Whereas clustered microarchitectures themselves have been extensively studied, the memory units for these clustered microarchitectures have received relatively little attention. This article discusses some of the inherent challenges of clustered memory units and shows how these can be overcome. Clustered memory pipelines work well with the late allocation of load/store queue entries and physically unordered queues. Yet this approach has characteristic problems such as queue overflows and allocation patterns that lead to deadlocks. We propose techniques to solve each of these problems and show that a distributed memory unit can offer significant energy savings and speedups over a centralized unit.
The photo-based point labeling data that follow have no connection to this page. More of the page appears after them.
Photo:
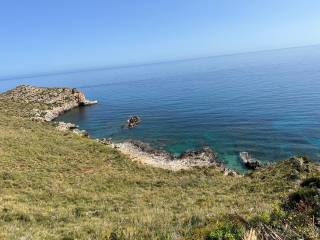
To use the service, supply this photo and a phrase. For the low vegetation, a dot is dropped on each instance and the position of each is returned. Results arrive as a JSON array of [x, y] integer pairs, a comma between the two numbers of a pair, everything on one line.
[[58, 185]]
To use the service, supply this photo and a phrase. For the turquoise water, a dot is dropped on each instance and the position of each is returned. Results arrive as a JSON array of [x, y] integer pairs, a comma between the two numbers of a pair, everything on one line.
[[266, 103]]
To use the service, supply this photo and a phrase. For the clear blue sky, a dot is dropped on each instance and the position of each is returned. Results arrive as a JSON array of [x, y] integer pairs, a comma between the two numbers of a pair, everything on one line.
[[54, 35]]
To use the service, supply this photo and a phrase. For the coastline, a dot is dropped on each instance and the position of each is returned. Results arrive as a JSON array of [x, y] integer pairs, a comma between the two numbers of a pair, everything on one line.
[[54, 102], [56, 180]]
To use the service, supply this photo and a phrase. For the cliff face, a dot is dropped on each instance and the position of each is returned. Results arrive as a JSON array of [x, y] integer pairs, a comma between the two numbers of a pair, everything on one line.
[[45, 104]]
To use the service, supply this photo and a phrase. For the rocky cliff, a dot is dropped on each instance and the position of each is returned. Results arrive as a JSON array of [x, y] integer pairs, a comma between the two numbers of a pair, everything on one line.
[[45, 104]]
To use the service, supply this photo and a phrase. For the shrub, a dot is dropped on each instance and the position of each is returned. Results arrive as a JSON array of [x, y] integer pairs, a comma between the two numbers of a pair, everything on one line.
[[227, 231]]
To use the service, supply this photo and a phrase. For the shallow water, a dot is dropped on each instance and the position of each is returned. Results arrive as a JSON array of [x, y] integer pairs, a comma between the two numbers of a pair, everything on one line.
[[266, 103]]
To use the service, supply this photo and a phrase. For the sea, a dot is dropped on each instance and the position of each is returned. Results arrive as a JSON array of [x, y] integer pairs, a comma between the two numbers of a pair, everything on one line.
[[265, 103]]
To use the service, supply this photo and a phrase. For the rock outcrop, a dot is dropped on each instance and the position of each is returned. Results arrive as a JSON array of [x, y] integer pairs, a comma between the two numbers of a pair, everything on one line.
[[249, 162], [133, 121], [48, 103], [145, 153]]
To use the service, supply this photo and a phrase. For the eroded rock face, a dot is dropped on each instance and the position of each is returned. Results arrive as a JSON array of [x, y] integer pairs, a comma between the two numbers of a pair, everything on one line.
[[53, 101], [249, 162], [204, 154], [133, 121], [62, 126]]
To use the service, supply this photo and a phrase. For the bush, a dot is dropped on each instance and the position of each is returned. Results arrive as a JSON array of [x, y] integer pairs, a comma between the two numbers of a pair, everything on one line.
[[227, 231], [311, 182]]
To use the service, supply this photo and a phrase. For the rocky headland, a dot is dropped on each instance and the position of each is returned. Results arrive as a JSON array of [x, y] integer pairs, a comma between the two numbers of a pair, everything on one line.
[[58, 183], [46, 103]]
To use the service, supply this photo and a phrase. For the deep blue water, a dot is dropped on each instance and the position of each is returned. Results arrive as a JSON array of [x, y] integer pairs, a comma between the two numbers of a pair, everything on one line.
[[266, 103]]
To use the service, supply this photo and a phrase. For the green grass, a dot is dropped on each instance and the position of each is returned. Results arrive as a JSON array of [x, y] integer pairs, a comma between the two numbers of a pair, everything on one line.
[[56, 185]]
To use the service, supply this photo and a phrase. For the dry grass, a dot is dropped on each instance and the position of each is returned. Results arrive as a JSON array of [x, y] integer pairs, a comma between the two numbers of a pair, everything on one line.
[[56, 185]]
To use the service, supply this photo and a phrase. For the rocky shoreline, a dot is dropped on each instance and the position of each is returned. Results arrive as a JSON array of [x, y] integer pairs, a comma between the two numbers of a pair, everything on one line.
[[49, 103]]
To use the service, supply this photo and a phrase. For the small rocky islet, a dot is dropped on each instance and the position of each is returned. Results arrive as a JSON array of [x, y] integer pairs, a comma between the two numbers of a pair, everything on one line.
[[235, 203], [53, 102]]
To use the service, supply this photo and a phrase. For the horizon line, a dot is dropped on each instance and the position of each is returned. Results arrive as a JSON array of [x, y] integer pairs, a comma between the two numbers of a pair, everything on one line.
[[109, 67]]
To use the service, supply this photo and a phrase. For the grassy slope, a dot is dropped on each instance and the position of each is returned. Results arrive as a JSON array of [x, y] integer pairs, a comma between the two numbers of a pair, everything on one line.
[[56, 185]]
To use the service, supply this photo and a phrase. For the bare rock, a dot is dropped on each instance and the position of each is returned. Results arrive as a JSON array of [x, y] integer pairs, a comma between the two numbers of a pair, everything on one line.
[[249, 162], [133, 121], [62, 126]]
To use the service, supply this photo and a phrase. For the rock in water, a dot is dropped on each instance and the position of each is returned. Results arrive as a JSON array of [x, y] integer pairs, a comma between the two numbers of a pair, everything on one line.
[[133, 121], [205, 154], [53, 101], [249, 162]]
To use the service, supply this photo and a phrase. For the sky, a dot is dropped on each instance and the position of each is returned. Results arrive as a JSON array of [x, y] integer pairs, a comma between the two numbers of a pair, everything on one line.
[[39, 36]]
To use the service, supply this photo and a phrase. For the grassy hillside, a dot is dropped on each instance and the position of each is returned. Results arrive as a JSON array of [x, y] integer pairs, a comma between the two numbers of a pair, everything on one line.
[[56, 185]]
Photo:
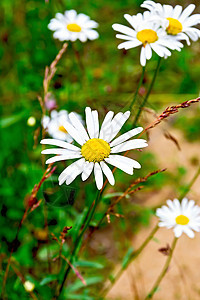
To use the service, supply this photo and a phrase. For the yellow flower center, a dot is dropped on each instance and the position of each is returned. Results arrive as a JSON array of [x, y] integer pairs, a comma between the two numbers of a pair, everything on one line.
[[62, 128], [95, 150], [147, 36], [74, 27], [174, 27], [182, 220]]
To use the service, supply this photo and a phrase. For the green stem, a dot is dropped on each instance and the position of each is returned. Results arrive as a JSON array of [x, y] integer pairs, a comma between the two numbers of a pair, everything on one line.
[[91, 211], [137, 90], [148, 92], [164, 270], [184, 193], [131, 258]]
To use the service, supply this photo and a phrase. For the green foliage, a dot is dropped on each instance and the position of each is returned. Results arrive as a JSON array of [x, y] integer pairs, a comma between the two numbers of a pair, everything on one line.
[[107, 82]]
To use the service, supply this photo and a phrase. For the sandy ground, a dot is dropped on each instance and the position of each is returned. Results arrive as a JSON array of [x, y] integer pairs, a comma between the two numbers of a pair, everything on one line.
[[182, 280]]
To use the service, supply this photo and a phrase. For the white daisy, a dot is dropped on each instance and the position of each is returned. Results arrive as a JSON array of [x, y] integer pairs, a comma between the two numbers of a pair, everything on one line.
[[183, 217], [72, 26], [147, 33], [97, 147], [180, 21], [54, 125]]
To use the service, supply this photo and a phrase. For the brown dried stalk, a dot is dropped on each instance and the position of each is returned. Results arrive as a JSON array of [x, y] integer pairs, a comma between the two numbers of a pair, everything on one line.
[[169, 111], [75, 270], [129, 190]]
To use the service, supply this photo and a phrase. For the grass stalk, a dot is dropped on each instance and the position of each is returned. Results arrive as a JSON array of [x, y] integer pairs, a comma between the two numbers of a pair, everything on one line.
[[148, 92], [163, 272]]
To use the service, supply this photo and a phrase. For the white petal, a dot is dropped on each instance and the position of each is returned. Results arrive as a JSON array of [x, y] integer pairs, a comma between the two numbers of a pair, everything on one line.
[[74, 133], [71, 15], [130, 19], [178, 230], [129, 44], [116, 161], [59, 144], [98, 176], [96, 123], [106, 124], [91, 24], [148, 51], [124, 29], [177, 11], [87, 170], [142, 57], [125, 37], [187, 11], [89, 122], [78, 125], [116, 124], [126, 160], [63, 157], [60, 151], [126, 136], [82, 37], [108, 173], [71, 172], [133, 144]]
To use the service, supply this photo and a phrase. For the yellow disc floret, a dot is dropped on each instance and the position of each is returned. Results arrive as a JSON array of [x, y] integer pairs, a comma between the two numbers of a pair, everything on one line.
[[62, 128], [74, 27], [174, 27], [182, 220], [95, 150], [147, 36]]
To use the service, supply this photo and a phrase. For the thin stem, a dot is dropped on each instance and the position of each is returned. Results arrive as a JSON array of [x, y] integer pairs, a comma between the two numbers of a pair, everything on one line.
[[137, 90], [131, 258], [11, 252], [78, 58], [164, 270], [184, 193], [78, 241], [148, 92]]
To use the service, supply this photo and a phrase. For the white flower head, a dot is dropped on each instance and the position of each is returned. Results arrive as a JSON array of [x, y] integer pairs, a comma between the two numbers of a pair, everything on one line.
[[146, 32], [54, 125], [71, 26], [180, 22], [182, 217], [97, 147]]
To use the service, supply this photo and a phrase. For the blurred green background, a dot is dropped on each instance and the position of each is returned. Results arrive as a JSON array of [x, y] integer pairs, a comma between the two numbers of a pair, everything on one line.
[[108, 80]]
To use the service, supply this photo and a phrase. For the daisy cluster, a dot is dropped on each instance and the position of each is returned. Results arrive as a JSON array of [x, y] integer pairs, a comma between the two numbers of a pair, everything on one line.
[[97, 147], [160, 29]]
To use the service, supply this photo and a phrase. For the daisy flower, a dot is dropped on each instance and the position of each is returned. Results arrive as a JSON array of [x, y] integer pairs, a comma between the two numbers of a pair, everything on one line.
[[180, 21], [97, 147], [72, 26], [147, 33], [183, 217], [54, 125]]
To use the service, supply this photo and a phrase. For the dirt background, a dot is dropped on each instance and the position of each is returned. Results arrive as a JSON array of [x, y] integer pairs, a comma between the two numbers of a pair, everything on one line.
[[182, 280]]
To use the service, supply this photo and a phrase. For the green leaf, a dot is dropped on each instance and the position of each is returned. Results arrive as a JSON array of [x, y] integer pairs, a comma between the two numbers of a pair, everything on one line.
[[89, 281], [127, 258], [8, 121], [48, 279], [89, 264]]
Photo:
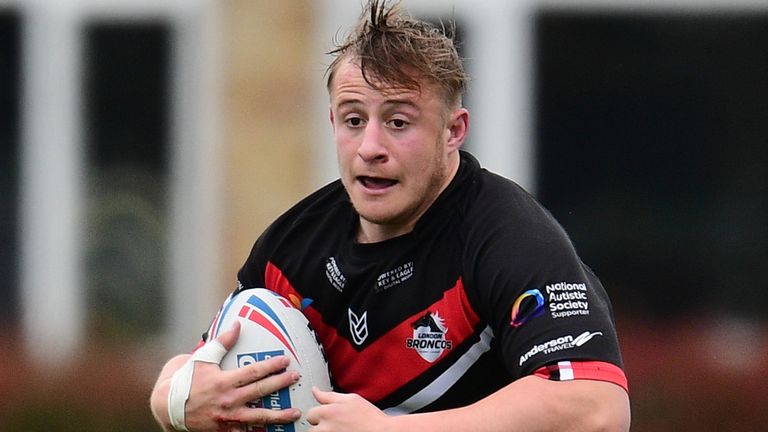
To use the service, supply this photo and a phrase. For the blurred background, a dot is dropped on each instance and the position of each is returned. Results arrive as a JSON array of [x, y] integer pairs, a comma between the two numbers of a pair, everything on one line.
[[144, 146]]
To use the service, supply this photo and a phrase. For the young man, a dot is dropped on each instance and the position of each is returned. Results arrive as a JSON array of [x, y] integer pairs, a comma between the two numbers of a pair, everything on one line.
[[445, 297]]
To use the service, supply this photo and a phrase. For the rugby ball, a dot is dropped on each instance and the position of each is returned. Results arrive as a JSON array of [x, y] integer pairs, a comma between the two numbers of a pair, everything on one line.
[[270, 326]]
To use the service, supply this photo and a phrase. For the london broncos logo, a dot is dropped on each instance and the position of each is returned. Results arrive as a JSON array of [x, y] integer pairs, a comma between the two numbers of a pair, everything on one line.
[[429, 337]]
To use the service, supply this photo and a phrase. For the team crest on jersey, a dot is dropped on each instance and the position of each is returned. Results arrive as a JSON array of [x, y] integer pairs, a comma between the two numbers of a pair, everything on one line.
[[358, 326], [429, 337]]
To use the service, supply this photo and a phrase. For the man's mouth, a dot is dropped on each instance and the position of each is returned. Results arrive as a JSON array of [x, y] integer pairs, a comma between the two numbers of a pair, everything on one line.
[[376, 183]]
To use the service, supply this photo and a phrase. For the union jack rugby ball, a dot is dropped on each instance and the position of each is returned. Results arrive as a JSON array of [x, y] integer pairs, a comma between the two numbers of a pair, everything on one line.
[[270, 325]]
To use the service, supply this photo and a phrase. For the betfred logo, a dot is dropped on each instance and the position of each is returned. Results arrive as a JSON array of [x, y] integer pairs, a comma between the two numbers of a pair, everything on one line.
[[278, 400], [429, 337]]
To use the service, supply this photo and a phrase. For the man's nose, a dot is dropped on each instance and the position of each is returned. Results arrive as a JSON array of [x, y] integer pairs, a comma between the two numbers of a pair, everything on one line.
[[372, 147]]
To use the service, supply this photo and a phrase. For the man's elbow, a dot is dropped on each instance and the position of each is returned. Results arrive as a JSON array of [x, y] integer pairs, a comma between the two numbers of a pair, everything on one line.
[[611, 413]]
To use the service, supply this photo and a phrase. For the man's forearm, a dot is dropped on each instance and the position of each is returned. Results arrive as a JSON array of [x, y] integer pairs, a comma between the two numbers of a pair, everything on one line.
[[533, 404], [159, 398]]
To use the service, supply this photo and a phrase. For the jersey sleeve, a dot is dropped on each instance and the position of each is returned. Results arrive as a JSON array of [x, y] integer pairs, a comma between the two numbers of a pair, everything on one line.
[[543, 304]]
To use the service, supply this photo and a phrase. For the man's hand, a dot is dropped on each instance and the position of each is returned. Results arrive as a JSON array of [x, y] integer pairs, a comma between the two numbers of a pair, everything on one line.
[[339, 412], [217, 399]]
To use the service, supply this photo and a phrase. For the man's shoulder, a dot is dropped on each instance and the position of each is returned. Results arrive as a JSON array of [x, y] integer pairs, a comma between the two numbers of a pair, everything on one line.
[[324, 204]]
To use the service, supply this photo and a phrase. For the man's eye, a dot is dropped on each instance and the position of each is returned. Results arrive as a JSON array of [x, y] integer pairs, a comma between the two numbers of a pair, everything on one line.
[[354, 121], [398, 123]]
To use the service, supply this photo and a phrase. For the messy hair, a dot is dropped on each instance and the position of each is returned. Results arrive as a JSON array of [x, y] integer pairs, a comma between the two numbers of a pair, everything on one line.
[[395, 50]]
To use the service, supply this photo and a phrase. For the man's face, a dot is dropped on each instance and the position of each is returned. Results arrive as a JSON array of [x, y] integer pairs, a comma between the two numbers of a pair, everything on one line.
[[397, 150]]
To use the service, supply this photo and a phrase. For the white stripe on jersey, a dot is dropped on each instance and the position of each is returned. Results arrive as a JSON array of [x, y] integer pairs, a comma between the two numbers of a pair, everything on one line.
[[447, 379], [566, 371]]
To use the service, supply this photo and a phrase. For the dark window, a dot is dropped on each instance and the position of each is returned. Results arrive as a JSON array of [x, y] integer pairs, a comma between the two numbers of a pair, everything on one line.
[[10, 93], [127, 134]]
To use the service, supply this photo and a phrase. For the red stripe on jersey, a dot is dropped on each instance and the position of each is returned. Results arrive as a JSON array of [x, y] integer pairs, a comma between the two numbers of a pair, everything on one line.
[[592, 370], [386, 364]]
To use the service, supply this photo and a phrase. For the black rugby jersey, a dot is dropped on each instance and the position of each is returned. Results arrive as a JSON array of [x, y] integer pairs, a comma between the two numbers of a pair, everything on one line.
[[486, 289]]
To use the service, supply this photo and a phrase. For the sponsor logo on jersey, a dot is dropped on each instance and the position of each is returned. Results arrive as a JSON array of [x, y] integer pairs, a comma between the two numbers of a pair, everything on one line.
[[429, 339], [393, 277], [558, 344], [529, 304], [334, 274], [562, 299], [358, 326], [566, 299], [279, 400]]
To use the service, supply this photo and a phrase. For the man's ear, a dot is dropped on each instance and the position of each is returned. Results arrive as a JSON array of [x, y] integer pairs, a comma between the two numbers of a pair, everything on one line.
[[458, 128]]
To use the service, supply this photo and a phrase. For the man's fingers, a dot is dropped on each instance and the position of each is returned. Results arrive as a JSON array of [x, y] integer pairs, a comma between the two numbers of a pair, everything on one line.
[[326, 397]]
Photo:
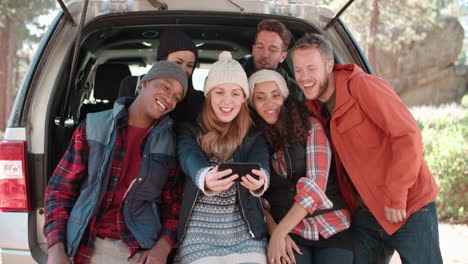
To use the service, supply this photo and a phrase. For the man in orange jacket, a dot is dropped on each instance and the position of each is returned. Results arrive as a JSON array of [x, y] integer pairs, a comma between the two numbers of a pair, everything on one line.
[[378, 153]]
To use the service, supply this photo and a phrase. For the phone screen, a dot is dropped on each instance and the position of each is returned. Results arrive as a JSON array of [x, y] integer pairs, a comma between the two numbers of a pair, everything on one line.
[[240, 168]]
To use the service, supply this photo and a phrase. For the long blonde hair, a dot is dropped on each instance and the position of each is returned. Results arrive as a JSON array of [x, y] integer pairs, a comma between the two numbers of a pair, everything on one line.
[[220, 139]]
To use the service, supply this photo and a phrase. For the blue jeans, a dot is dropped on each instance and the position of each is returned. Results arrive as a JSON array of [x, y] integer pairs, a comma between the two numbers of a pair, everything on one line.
[[318, 255], [417, 241]]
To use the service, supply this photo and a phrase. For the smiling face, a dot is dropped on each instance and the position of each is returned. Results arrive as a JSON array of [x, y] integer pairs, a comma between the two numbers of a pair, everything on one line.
[[185, 59], [159, 97], [312, 73], [267, 51], [226, 101], [268, 100]]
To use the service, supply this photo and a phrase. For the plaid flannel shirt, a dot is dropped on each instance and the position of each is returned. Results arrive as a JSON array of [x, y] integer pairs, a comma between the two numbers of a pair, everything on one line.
[[64, 187], [311, 189]]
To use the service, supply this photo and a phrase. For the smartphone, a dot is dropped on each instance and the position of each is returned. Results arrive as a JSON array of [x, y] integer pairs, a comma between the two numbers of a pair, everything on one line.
[[240, 168]]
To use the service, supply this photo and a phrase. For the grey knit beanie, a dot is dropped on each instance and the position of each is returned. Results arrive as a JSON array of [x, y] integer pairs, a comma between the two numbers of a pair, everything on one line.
[[167, 69], [267, 75], [226, 70]]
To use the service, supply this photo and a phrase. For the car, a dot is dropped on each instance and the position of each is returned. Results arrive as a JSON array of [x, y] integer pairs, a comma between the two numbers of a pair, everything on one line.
[[77, 69]]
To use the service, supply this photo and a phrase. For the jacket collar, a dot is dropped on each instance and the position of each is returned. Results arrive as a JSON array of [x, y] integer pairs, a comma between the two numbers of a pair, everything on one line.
[[343, 73]]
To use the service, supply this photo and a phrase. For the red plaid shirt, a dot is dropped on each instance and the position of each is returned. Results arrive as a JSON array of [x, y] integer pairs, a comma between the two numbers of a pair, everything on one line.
[[311, 189], [64, 188]]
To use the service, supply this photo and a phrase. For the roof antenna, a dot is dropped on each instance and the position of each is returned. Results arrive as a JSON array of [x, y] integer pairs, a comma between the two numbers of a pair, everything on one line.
[[335, 18], [159, 5], [238, 6]]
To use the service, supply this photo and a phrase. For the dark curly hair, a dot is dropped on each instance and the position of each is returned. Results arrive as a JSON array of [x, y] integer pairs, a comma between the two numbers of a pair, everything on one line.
[[292, 126]]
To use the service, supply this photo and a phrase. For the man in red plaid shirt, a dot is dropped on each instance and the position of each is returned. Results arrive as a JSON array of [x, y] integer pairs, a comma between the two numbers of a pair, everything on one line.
[[115, 195]]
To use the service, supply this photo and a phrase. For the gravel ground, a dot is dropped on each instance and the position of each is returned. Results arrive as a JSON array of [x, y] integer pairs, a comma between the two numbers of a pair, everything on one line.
[[453, 244]]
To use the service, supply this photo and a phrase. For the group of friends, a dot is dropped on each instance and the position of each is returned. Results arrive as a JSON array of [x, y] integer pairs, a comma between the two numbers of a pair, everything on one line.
[[342, 177]]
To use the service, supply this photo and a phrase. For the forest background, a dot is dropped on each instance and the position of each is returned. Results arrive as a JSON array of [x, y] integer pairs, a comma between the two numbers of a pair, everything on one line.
[[421, 47]]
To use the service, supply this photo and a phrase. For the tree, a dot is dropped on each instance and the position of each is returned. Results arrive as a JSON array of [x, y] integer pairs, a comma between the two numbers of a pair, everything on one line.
[[390, 24], [15, 16]]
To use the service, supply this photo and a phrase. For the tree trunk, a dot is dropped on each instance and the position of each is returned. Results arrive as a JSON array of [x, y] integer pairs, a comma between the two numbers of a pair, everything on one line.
[[373, 27], [5, 70]]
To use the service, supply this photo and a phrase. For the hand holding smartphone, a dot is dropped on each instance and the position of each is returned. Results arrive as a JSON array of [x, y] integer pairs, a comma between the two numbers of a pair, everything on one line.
[[240, 168]]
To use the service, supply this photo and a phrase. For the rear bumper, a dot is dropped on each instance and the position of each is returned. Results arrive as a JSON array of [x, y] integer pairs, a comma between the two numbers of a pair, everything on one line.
[[18, 239]]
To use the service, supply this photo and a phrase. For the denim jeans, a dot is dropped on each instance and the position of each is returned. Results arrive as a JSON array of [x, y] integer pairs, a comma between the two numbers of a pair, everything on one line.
[[318, 255], [417, 241]]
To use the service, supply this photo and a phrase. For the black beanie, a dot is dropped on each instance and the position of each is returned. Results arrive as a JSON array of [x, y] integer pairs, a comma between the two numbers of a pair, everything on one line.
[[173, 40]]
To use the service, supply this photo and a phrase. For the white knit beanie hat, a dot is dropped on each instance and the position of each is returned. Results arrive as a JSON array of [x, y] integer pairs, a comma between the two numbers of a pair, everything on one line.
[[266, 75], [226, 70]]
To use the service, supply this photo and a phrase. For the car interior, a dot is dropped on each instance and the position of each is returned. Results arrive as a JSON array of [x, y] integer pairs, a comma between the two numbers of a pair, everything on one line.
[[115, 46]]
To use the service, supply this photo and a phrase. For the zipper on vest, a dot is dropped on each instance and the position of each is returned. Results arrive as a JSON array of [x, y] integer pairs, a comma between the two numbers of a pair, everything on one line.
[[243, 214], [190, 213], [290, 163]]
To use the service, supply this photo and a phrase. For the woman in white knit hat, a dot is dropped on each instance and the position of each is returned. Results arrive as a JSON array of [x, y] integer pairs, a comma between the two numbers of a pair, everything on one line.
[[306, 217], [221, 219]]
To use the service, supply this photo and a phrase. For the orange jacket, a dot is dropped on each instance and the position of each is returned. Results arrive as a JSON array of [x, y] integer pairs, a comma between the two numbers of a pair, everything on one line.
[[379, 144]]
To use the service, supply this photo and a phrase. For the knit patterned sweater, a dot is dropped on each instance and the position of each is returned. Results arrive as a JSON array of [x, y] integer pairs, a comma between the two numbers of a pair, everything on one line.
[[216, 231]]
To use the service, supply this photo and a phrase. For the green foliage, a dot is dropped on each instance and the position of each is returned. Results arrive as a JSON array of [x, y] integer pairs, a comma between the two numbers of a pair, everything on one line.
[[445, 135], [401, 22]]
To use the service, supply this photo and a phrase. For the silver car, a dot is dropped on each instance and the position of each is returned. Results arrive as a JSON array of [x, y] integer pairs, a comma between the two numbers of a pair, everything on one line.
[[62, 83]]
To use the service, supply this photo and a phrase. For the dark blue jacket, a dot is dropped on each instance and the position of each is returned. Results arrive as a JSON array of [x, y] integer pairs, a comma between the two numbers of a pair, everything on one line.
[[141, 205], [192, 159]]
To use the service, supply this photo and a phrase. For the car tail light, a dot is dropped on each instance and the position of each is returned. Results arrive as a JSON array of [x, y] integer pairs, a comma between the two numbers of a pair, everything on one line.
[[14, 191]]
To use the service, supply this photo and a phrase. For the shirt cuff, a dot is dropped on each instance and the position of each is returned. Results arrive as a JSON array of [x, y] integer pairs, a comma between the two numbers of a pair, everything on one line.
[[54, 237], [201, 175], [261, 191]]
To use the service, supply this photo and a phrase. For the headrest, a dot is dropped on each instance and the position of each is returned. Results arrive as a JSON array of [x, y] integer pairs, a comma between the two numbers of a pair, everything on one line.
[[108, 79]]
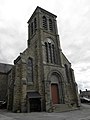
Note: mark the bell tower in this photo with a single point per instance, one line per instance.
(43, 26)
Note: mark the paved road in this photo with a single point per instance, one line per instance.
(82, 114)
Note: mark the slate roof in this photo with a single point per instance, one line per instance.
(4, 68)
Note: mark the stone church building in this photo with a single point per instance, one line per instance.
(41, 78)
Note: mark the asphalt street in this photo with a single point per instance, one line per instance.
(82, 114)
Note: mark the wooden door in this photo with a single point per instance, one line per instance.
(54, 93)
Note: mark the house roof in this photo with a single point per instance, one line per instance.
(4, 68)
(43, 10)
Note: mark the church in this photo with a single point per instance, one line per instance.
(41, 78)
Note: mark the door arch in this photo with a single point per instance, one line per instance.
(57, 95)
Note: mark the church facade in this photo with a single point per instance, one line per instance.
(41, 78)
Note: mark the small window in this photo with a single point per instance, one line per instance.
(54, 56)
(30, 70)
(32, 28)
(50, 52)
(50, 25)
(47, 55)
(67, 72)
(44, 22)
(35, 24)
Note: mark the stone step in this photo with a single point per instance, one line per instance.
(62, 108)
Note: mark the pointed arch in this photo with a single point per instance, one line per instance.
(56, 87)
(44, 22)
(30, 70)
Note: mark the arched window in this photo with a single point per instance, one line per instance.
(44, 22)
(56, 89)
(46, 49)
(30, 70)
(53, 54)
(50, 25)
(50, 52)
(32, 28)
(35, 24)
(67, 72)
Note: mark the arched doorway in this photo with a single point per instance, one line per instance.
(55, 93)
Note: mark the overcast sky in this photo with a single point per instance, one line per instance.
(73, 18)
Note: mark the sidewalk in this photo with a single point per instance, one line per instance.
(82, 114)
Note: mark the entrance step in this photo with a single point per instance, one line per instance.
(63, 108)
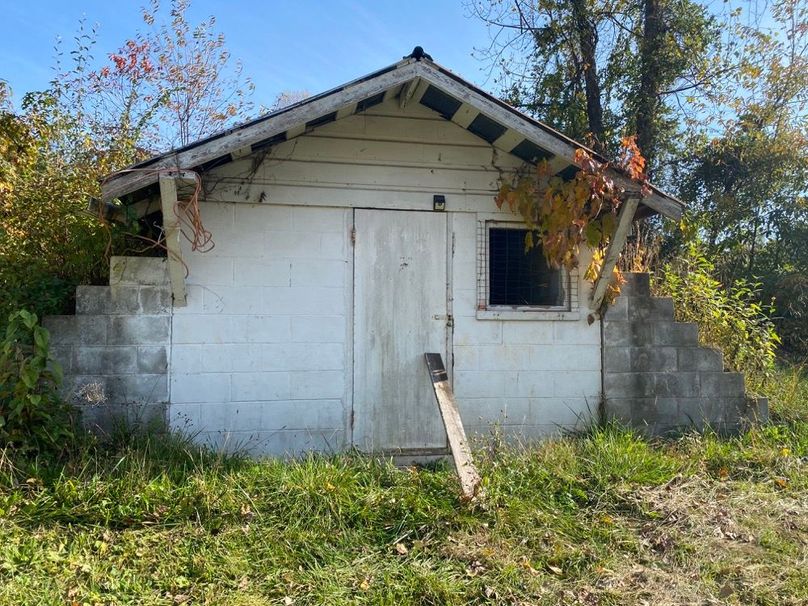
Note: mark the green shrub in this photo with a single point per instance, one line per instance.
(32, 415)
(730, 319)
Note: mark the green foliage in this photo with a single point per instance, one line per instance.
(730, 319)
(170, 84)
(156, 520)
(539, 52)
(32, 416)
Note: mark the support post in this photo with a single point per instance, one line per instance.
(461, 453)
(624, 218)
(171, 230)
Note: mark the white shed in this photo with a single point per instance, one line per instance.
(355, 231)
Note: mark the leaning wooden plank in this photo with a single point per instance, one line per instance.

For instance, compared to a centralized cache with a load/store queue of 64/24 entries, our four-cluster distributed memory unit with load/store queues of 16/8 entries each consumes 31 percent less energy and performs 4,7 percent better on SPECint and consumes 36 percent less energy and performs 7 percent better for SPECfp.
CitationBieschewski, S., Parcerisa, Joan-Manuel, González, A. An energy-efficient memory unit for clustered microarchitectures. "IEEE transactions on computers", 1 Agost 2016, vol. 65, núm. 8, p. 2631-2637.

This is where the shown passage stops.